Plastic carrier bags are being phased out here in Britain too. However, if you think about it, they are actually more hygienic during the current situation. Bags can harbour germs and bacteria, whereas a nice new plastic bag will be sterile.


----------



## hollydolly (Mar 25, 2020)

We've had to pay for plastic carrier bags for a long time now, which has reduced the usage by a massive percentage...so generally most people take their own bags now, or  wheeled shopping trolleys if you have to walk far with a heavy load ..but you made a good point @Rosemarie about the current time and plastic bags.

I tell you what is annoying tho' here... is that lately, one of our largest Chains of supermarkets have stopped providing bags ( little plastic baggies or paper bags)  to put loose  fruit and veg into once we've weighed them and before taking them to the till.

trying to juggle 3 or 4 large baking potatoes, some loose apples, etc without a bag, is difficult, and then we're expected to just put them into the trolley, uncovered with a bag , in which someone's child has been allowed to ride standing in it in dirty shoes..


----------



## Ken N Tx (Mar 25, 2020)




----------



## Marlene (Mar 25, 2020)

hollydolly said:


> We've had to pay for plastic carrier bags for a long time now, which has reduced the usage by a massive percentage...so generally most people take their own bags now, or  wheeled shopping trolleys if you have to walk far with a heavy load ..but you made a good point @Rosemarie about the current time and plastic bags.
> 
> I tell you what is annoying tho' here... is that lately, one of our largest Chains of supermarkets have stopped providing bags ( little plastic baggies or paper bags)  to put loose  fruit and veg into once we've weighed them and before taking them to the till.
> 
> trying to juggle 3 or 4 large baking potatoes, some loose apples, etc without a bag, is difficult, and then we're expected to just put them into the trolley in which someone child has been allowed to ride standing in it in dirty shoes.. bagless..


I have an admission to make.  I love reading your posts just to note the differences in our "English."  In this one alone, I note you say "plastic carrier bag" whereas we generally just say plastic bag.  You say shopping trolley; we say shopping cart.  I love the little subtle differences between our language and cultures.


----------



## hollydolly (Mar 25, 2020)

yes there's many differences..Marlene.. I seem to know much more American versions of words than the general American knows our British words. I have no idea why that should be, but I do...  , perhaps because for many years I've spent a lot of time working with Americans, and when were kids of course we had a lot of American TV shows ..
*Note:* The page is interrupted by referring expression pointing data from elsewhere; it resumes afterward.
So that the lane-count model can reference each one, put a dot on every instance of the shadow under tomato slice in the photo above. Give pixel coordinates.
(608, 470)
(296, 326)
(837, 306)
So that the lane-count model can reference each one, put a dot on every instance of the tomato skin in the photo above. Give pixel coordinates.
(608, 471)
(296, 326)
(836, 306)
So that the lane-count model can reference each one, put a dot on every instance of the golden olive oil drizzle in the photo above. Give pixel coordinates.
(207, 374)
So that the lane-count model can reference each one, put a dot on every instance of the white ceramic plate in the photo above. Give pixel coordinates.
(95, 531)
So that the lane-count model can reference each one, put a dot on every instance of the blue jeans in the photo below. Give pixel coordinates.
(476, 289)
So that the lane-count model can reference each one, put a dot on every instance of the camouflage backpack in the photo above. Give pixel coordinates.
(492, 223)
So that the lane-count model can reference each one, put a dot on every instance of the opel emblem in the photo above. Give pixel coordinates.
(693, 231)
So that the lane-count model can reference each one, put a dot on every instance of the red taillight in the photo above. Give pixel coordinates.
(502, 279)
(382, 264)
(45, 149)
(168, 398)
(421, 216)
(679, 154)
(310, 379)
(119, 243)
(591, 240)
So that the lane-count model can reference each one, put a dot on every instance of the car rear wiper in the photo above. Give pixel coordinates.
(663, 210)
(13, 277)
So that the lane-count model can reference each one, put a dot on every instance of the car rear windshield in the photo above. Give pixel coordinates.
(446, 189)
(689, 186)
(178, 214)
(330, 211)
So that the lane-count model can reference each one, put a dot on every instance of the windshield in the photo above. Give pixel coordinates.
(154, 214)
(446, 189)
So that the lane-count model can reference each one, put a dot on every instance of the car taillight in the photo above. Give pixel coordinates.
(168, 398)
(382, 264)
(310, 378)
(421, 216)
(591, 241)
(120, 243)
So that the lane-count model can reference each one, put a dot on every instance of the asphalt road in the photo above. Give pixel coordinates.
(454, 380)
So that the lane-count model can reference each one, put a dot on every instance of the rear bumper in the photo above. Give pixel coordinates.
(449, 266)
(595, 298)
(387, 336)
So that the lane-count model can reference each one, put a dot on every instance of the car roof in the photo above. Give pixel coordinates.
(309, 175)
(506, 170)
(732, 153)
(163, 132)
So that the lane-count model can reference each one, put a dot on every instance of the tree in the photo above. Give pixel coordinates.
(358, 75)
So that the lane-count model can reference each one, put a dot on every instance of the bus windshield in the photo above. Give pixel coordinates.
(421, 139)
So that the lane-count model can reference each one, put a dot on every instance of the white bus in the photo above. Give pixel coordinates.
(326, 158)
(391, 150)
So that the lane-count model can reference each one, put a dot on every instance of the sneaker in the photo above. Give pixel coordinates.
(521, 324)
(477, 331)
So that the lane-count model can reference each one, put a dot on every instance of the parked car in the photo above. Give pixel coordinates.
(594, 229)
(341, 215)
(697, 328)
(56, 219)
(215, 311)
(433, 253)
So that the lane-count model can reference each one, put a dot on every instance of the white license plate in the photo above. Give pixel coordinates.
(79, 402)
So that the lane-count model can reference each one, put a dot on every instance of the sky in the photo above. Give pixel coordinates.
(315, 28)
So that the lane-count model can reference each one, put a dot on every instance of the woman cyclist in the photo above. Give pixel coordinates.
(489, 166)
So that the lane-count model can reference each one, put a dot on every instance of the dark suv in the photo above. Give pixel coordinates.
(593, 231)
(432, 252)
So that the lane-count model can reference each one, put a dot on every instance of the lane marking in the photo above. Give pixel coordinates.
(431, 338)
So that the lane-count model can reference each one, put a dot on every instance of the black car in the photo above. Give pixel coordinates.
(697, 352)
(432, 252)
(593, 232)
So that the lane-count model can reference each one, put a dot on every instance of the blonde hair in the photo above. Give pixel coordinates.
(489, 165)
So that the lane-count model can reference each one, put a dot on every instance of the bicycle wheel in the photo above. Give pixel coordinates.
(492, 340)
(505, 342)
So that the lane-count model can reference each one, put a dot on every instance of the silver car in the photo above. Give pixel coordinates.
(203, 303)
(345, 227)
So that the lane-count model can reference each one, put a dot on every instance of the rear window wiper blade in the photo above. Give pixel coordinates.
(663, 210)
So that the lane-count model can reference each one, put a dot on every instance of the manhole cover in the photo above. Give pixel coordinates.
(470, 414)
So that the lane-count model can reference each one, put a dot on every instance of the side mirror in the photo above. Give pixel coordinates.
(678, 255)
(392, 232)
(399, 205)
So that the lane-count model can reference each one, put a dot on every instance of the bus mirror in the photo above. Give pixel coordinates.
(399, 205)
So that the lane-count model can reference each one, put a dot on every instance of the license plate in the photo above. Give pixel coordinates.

There's plenty of lists I believe online telling you the comparative terms between the 2 countries... but it's much more fun reading it in a sentence from a real person isn't it?


----------



## Marlene (Mar 25, 2020)

hollydolly said:


> yes there's many differences..Marlene.. I seem to know much more American versions of words than the general American knows our British words. I have no idea why that should be, but I do...  , perhaps because for many years I've spent a lot of time working with Americans, and when were kids of course we had a lot of American TV shows ..
> 
> There's plenty of lists I believe online telling you the comparative terms between the 2 countries... but it's much more fun reading it in a sentence from a real person isn't it?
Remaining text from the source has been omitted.